Un implante dental son tornillos de titanio que se colocan en el hueso maxilar para reemplazar dientes faltantes. El implante, que se integra con el hueso (oseointegración), funciona como un diente natural con una corona de porcelana o zirconio colocada sobre él. Actualmente, es la solución estándar de oro para el tratamiento de dientes faltantes.
Con una tomografía 3D se determina la densidad del hueso maxilar, la ubicación de los canales nerviosos y se planifica la colocación del implante. Con software de planificación digital se realiza una ubicación con precisión milimétrica.
Bajo anestesia local o sedación, el implante se coloca en el hueso maxilar. El procedimiento generalmente dura entre 20 y 40 minutos. El mismo día se puede colocar una prótesis temporal.

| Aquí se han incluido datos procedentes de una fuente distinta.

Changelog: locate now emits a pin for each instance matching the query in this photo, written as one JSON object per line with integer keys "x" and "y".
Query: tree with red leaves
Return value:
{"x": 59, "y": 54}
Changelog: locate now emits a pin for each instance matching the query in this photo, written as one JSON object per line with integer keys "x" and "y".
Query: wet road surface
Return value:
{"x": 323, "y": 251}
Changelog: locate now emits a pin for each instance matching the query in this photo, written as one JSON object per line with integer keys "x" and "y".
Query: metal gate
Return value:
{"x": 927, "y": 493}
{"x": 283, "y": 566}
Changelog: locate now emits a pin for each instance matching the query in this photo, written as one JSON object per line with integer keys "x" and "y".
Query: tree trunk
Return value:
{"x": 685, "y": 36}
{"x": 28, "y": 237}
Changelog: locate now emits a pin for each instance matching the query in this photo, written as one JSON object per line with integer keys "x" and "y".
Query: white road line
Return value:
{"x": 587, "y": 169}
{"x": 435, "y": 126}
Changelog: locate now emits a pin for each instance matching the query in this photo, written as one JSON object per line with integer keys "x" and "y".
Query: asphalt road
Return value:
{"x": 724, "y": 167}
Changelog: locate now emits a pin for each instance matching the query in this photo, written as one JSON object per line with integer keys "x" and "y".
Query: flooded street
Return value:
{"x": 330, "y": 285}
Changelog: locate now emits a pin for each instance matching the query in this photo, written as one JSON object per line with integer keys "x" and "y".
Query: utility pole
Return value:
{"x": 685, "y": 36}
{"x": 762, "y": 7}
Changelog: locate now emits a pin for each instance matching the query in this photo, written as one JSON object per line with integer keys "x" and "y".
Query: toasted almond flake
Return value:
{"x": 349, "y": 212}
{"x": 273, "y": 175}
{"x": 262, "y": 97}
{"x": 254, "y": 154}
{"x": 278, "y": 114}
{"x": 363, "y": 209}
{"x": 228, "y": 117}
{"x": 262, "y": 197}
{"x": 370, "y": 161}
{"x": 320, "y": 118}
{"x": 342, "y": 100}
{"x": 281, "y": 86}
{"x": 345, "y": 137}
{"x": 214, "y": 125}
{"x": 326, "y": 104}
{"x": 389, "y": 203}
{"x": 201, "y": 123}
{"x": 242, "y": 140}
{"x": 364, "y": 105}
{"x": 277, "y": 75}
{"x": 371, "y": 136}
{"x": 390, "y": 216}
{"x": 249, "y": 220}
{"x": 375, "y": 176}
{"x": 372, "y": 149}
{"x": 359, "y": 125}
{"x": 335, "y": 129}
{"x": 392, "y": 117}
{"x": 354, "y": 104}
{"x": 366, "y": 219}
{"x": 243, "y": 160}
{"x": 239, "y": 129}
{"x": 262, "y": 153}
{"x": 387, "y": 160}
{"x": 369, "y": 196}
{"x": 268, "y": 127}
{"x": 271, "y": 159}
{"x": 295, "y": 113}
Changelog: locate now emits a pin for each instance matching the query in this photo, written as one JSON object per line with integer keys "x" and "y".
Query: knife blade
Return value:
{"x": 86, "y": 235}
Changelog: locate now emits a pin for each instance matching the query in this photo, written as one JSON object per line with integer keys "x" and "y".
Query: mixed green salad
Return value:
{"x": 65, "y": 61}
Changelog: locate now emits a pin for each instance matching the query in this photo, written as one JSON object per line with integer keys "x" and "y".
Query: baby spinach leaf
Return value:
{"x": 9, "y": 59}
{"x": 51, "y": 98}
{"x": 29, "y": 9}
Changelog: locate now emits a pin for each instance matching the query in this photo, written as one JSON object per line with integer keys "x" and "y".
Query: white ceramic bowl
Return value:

El proceso de oseointegración dura 2-3 meses en la mandíbula inferior y 3-4 meses en la mandíbula superior. Durante este período, el implante se integra completamente con el hueso.
Una vez completada la recuperación, se toma una impresión digital y se prepara una corona permanente de zirconio o porcelana. El tratamiento se finaliza con el control final y el ajuste de la mordida.
Con mantenimiento y controles regulares, los implantes pueden usarse de por vida. Las coronas sobre ellos pueden necesitar ser renovadas cada 10-15 años. Ofrecemos garantía de 10 años en todos nuestros tratamientos de implantes.